Умолчание в показаниях Данзаса в Следственной Комиссии и в рассказах современников о посещении Данзасом дома Пушкина и утверждение факта нечаянной встречи с Данзасом на улице объясняется, по нашему мнению, следующими соображениями. Данзасу предстоял ответ по суду за участие в дуэли. По закону секунданты «при зачатии драк должны были приятельски искать помирить ссорящихся и ежели того не могут учинить, то немедленно по караулам послать и о таком деле объявить». При том объяснении, которое дал Данзас, ясно было, что Данзас, ежели бы и хотел, то не мог ни отказаться от участия в дуэли, ни помешать ей. Таким образом его вина в значительной степени смягчалась таким объяснением. Да и в объяснениях самого Данзаса, наряду с утверждением о случайности встречи с Пушкиным на улице, проскальзывает и заявление о том, что Пушкин остановил свой выбор (именно выбор!) не случайно на Данзасе: «Я не иначе могу пояснить намерения покойного, как тем, что, по известному мне и всем знавшим его коротко высокому благородству души его, он не хотел вовлечь в ответственность по своему собственному делу никого из соотечественников; и только тогда, когда вынужден был к тому противниками, он решился наконец искать меня, как товарища и друга с детства, на самоотвержение которого он имел более права щитать».

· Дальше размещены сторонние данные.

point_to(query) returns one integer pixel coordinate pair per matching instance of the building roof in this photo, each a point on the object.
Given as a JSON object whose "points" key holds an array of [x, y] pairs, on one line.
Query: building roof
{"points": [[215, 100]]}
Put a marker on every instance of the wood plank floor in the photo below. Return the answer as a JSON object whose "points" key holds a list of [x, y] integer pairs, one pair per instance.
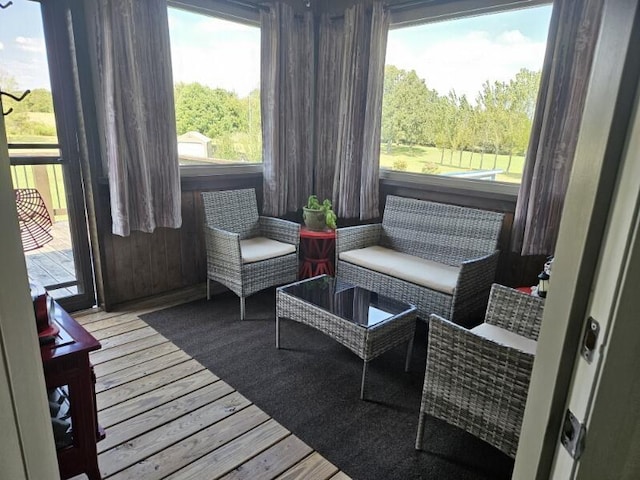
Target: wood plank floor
{"points": [[166, 416], [53, 263]]}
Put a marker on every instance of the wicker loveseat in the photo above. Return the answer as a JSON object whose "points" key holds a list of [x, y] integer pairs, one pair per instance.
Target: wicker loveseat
{"points": [[440, 258]]}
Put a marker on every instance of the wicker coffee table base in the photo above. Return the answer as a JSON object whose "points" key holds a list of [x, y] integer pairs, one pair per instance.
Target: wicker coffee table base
{"points": [[366, 343]]}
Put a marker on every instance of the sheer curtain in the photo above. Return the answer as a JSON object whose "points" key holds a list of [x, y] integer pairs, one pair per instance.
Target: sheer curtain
{"points": [[355, 181], [573, 34], [329, 74], [287, 95], [131, 63]]}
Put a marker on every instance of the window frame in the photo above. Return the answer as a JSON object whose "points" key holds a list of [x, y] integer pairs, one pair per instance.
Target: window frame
{"points": [[233, 11], [406, 14]]}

Среди размышлений о дуэли Пушкин вспомнил об А. О. Ишимовой, составительнице «Русской истории в рассказах для детей». Он хотел привлечь ее к работе для «Современника» и заказать ей перевод из любимого им Барри Корнуэля. 22 января он заходил к ней поговорить об этой работе, но не застал ее, а 26 января получил от нее приглашение побывать у ней 27 января: «Если для Вас все равно, в которую сторону направить прогулку Вашу завтра, то сделайте одолжение, зайдите ко мне», — писала ему А. О. Ишимова. Она слышала от знакомых Пушкина, что он обыкновенно по окончании утренних трудов, часу в четвертом, всегда прогуливался. Но 27 января Пушкину было не до обычной прогулки. Потому ли, что Пушкин вспомнил о письме и приглашении Ишимовой, или потому, что попалась на глаза книга Ишимовой, но мысли об Ишимовой пришли ему в голову. Он развернул книгу Ишимовой и зачитался. А затем он разыскал том Барри Корнуэля и отправил его к Ишимовой с письмом следующего содержания: «Крайне жалею, что мне невозможно будет сегодня явиться на Ваше приглашение. Покамест, честь имею препроводить к Вам Barry Kornwall — Вы найдете в конце книги пьесы, отмеченные карандашом, переведите их как умеете — уверяю Вас, что переведете, как нельзя лучше. Сегодня я нечаянно открыл Вашу историю в рассказах, и поневоле зачитался. Вот как надобно писать!»

Пушкин, в роковой день дуэли зачитавшийся «Историей России в рассказах для детей», — вот подлинная пушкинская маска, приковывающая наше внимание и неустранимая из рассказа о последней дуэли Пушкина.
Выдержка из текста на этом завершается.